21 DE OUTUBRO DE 2017
INFORME ESPECIAL
RICHARD BRANSON NO ESCURO
Aventureiro, bilionário, boa-pinta e poderoso. O britânico Richard Branson é o fundador do grupo Virgin, faturamento anual equivalente a R$ 61,4 bilhões. Discos, aviões, trens, hotéis e turismo espacial estão entre os negócios do conglomerado.
Durante a semana, ele deu uma palestra na Wharton School, Filadélfia. Fila na porta, auditório lotadaço. Cheguei cedo. Sentei bem perto do palco.

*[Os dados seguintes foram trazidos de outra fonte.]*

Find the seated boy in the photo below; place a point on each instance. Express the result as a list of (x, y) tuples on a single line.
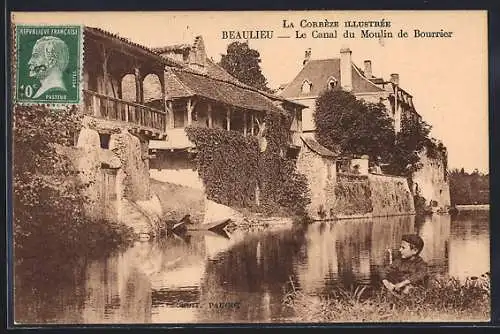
[(407, 270)]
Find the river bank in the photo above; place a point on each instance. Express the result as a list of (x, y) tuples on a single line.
[(473, 207), (447, 299)]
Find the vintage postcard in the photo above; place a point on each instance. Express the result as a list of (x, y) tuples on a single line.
[(249, 167)]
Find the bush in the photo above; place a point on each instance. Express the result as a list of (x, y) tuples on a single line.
[(232, 166)]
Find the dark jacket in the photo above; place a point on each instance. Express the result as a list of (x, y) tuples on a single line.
[(413, 269)]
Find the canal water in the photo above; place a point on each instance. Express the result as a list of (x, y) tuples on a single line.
[(204, 277)]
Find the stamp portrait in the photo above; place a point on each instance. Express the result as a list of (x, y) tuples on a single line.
[(48, 64)]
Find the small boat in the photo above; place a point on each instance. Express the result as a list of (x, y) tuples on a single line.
[(216, 227)]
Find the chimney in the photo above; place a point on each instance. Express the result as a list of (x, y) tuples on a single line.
[(198, 55), (395, 78), (307, 57), (368, 69), (345, 69)]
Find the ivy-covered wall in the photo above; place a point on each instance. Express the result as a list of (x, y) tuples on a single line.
[(233, 166)]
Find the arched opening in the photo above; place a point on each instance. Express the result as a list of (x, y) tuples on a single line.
[(128, 88), (152, 88), (332, 83)]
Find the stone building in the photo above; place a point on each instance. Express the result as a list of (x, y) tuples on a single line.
[(200, 93), (318, 164), (318, 75), (112, 147)]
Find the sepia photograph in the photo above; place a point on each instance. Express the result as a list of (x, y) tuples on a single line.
[(232, 167)]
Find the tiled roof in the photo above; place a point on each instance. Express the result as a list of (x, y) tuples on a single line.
[(318, 73), (138, 47), (317, 147)]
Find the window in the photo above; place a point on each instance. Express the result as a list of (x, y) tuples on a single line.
[(306, 86), (104, 138)]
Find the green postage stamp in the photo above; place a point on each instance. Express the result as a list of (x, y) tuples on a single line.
[(48, 64)]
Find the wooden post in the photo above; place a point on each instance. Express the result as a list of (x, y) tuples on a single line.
[(171, 114), (252, 124), (209, 112), (105, 70), (189, 110), (245, 123), (96, 106)]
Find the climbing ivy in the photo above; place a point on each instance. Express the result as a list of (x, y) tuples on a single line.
[(232, 167), (227, 163)]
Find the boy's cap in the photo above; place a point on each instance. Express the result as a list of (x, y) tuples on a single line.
[(414, 240)]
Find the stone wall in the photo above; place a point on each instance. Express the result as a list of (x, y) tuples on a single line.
[(134, 174), (431, 181), (116, 171), (176, 168), (390, 195), (321, 177), (352, 195)]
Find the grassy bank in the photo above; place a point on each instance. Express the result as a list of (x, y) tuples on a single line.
[(446, 299)]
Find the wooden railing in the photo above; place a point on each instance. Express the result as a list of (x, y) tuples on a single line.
[(113, 109)]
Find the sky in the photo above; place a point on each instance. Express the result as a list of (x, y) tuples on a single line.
[(448, 77)]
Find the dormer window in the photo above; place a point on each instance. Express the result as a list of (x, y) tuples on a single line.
[(306, 86), (332, 83)]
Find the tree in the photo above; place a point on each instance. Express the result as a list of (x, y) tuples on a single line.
[(353, 126), (243, 63)]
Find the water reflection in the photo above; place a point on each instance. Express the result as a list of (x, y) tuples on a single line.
[(204, 277)]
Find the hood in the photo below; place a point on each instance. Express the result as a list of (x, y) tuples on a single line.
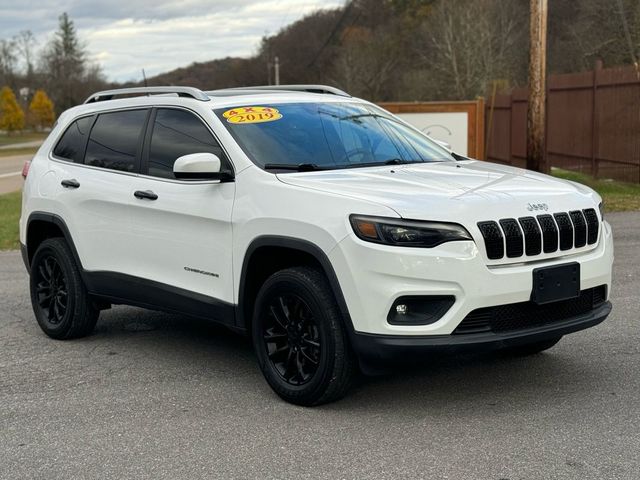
[(452, 191)]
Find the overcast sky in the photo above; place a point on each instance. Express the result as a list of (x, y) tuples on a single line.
[(125, 36)]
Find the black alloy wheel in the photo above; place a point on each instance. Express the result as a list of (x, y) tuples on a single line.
[(292, 339), (300, 338), (62, 306)]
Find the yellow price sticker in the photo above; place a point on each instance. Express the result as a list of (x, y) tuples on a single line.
[(244, 115)]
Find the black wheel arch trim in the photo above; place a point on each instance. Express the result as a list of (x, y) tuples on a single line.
[(304, 246), (58, 222)]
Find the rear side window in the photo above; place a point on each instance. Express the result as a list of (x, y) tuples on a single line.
[(177, 133), (114, 140), (72, 144)]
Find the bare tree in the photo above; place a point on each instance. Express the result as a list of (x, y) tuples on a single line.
[(470, 43), (25, 44)]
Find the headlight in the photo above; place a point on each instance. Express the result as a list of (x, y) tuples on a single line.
[(406, 233)]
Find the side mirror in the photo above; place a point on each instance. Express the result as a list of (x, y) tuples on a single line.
[(443, 144), (200, 166)]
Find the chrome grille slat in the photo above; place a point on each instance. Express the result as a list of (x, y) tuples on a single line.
[(493, 239), (549, 233), (513, 237), (579, 227), (593, 225)]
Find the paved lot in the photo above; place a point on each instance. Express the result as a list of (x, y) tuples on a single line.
[(151, 395)]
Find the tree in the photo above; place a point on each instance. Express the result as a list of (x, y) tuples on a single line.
[(25, 43), (7, 62), (11, 115), (69, 74), (41, 109)]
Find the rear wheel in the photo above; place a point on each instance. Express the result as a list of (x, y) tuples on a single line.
[(59, 298), (530, 348), (300, 339)]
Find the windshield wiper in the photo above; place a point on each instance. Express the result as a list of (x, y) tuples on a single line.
[(391, 161), (300, 167)]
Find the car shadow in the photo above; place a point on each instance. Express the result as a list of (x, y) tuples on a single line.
[(436, 384)]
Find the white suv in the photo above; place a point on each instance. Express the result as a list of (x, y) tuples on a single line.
[(336, 235)]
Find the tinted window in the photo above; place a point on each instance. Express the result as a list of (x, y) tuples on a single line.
[(177, 133), (71, 145), (113, 142)]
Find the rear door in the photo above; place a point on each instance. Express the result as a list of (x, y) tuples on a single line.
[(97, 160), (183, 232)]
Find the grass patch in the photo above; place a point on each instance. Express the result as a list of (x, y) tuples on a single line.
[(617, 196), (17, 151), (21, 138), (10, 205)]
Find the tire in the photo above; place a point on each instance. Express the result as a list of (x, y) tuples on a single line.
[(59, 298), (300, 340), (530, 348)]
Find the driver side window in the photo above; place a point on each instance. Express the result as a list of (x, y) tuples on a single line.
[(177, 133)]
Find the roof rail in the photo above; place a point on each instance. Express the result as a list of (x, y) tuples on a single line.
[(298, 88), (190, 92)]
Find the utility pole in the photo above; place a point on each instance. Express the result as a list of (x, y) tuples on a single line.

Camisa branca com mangas dobradas, cabelo cuidadosamente despenteado e um sorrisão estampado no rosto, o palestrante foi ovacionado quando saltou detrás de uma cortina. Sua primeira frase: "Tem alguma coisa errada aqui". Ato contínuo, pegou uma tesoura - estrategicamente colocada antes sobre mesa de apoio - e cortou a gravata do mediador, um professor de Wharton, em três pedaços, todos jogados para a plateia ao estilo rosas de Roberto Carlos. Delírio. Gritos, risos, aplausos.

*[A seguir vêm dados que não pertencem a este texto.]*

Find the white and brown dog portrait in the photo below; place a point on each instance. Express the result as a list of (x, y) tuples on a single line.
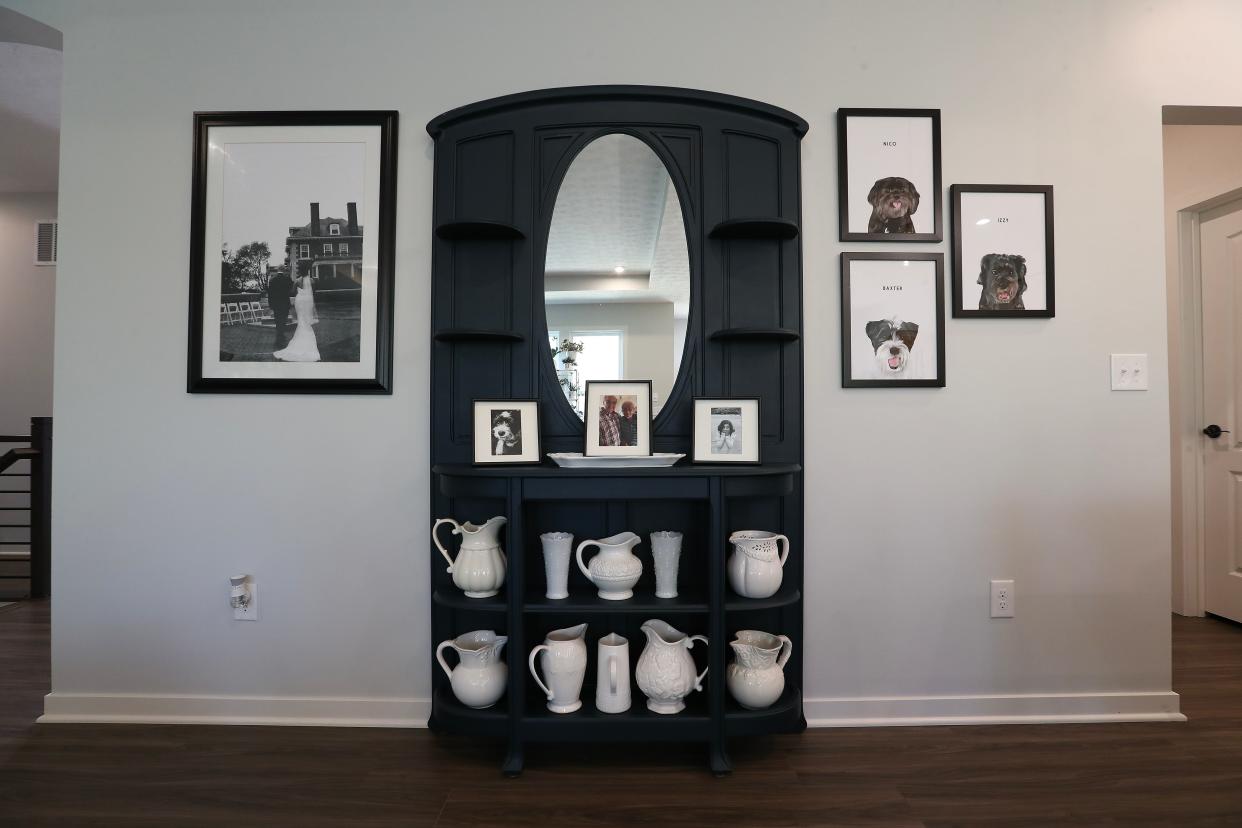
[(893, 200), (1002, 277), (506, 432), (892, 340)]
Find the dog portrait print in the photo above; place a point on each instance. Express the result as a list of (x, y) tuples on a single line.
[(1002, 277), (893, 200), (892, 340), (506, 432)]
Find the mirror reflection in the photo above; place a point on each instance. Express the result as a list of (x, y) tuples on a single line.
[(616, 276)]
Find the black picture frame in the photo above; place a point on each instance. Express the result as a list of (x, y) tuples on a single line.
[(933, 198), (525, 430), (586, 420), (847, 379), (959, 231), (381, 381), (758, 426)]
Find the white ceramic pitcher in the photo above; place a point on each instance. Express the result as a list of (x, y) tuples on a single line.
[(755, 570), (666, 669), (756, 677), (480, 565), (480, 677), (564, 663), (615, 570)]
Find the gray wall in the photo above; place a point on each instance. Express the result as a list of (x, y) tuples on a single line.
[(1026, 466), (26, 304)]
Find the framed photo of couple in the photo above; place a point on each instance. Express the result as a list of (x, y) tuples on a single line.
[(291, 258), (617, 418)]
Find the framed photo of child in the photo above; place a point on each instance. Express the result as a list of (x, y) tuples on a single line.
[(617, 418), (727, 430)]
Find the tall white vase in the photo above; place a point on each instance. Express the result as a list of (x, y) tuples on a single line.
[(666, 548), (558, 550)]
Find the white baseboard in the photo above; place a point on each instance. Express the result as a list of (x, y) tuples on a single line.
[(235, 710), (992, 709)]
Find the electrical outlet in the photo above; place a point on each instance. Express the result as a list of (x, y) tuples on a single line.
[(1002, 598), (250, 612), (1129, 371)]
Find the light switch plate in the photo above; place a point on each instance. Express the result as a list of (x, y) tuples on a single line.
[(1129, 371)]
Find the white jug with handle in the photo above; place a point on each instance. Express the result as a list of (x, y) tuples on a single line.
[(480, 565), (755, 570)]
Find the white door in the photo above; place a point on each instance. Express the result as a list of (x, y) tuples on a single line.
[(1221, 265)]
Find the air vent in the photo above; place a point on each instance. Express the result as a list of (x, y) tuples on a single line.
[(45, 243)]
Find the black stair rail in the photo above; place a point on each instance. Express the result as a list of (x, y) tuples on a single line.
[(39, 453)]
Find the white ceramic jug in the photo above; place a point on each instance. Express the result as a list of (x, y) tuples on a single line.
[(615, 570), (480, 677), (564, 663), (480, 565), (754, 567), (756, 677), (666, 669), (612, 674)]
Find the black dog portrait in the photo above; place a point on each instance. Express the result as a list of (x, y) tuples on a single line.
[(506, 432), (893, 200), (1004, 279)]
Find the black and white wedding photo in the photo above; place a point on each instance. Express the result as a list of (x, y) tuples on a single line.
[(291, 251), (507, 431)]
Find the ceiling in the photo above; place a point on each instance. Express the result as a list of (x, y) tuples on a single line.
[(617, 207), (30, 117)]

De volta aos negócios, Branson, 67 anos, anunciou que o seu primeiro foguete comercial, que levará turistas ao espaço, fica pronto até o começo de 2018. E perguntou ao respeitável público: "Quem aqui gostaria de ir para o espaço (pausa) com passagem de volta?". Quinze por cento ficaram imóveis, eu entre eles. O avião foi inventado há mais de cem anos e, vira e mexe, dá problema. Imagina um foguete.
Branson é um showman. Sofre de dislexia, distúrbio que compromete a capacidade de leitura e, por isso, algumas vezes, o aprendizado. Abandonou a escola aos 15 anos.
Perguntado como isso impacta na sua vida, nem precisou pensar: "Me tornei muito bom na arte de delegar e aprendi a ser simples e a exigir simplicidade".
Aí foi lindo, porque caiu uma daquelas fichas que só caem de vez em quando. É possível transformar a fraqueza em força. Foi o que de mais importante aprendi na palestra, que teve também um surpreendente momento bairrista.
O assunto era engajamento social quando surgiu uma foto no telão. Branson, Nelson Mandela, Jimmy Carter, Kofi Annan. No canto esquerdo, em primeiro plano, Fernando Henrique Cardoso. O palestrante apresentou-os como "pessoas experientes, com elevados padrões morais e que formam um grupo capaz de aconselhar e ajudar a manutenção da paz na Terra". Uau.
O dono da Virgin está lançando seu novo livro, Encontrando a minha Virgindade, autobiografia que termina com uma lista de 75 ocasiões em que ele poderia ter se machucado muito ou morrido. Surra de assaltantes, mergulho com baleias - chegou perto demais e quase foi atingido pela cauda de uma delas -, acidentes, quedas, saltos, tentativas de sequestro, escaladas, incêndios. "Você só pode perder a sua virgindade uma vez. Mas, em cada aspecto da minha vida - erguendo negócios, construindo a minha família, embarcando em aventuras -, eu tento fazer coisas pela primeira vez todos os dias", explicou.
Achei meio cansativo. Todos os dias? Dá pra ser uma vez por semana ou por mês? E fiz, mentalmente, a minha lista de "close shaves", cortes de lâmina muito rentes à pele, forma que eles usam aqui para definir o que chamaríamos de "quase mifu".
Enfiei um arame na tomada, perguntei pro Chico Buarque a opinião dele sobre o mensalão e assisti a mais de 10 jogos com o Airton e o Balalo no meio-campo. Chega, né? Depois lembrei que nadei com um tubarão. Bem pequeninho. Mas era um. Gostei mais de nadar com golfinho. Mas isso não rende livro nem palestra.
Só posso dizer que fui dos poucos na palestra, talvez o único, a ver um outro Branson. No escuro, quando ele pediu para rodar um vídeo sobre ele mesmo.
Eu estava bem perto do palco. Fiquei olhando fixamente para ele, não para a tela. Assim que as luzes se apagaram, sua expressão mudou. Ele se curvou levemente na cadeira. Tinha agora uma fisionomia cansada, preocupada. Olhar distante. Foram quatro minutos de um Branson quase invisível.
Quatro minutos.
A luz voltou.
O aventureiro, bilionário, boa-pinta e poderoso voltou.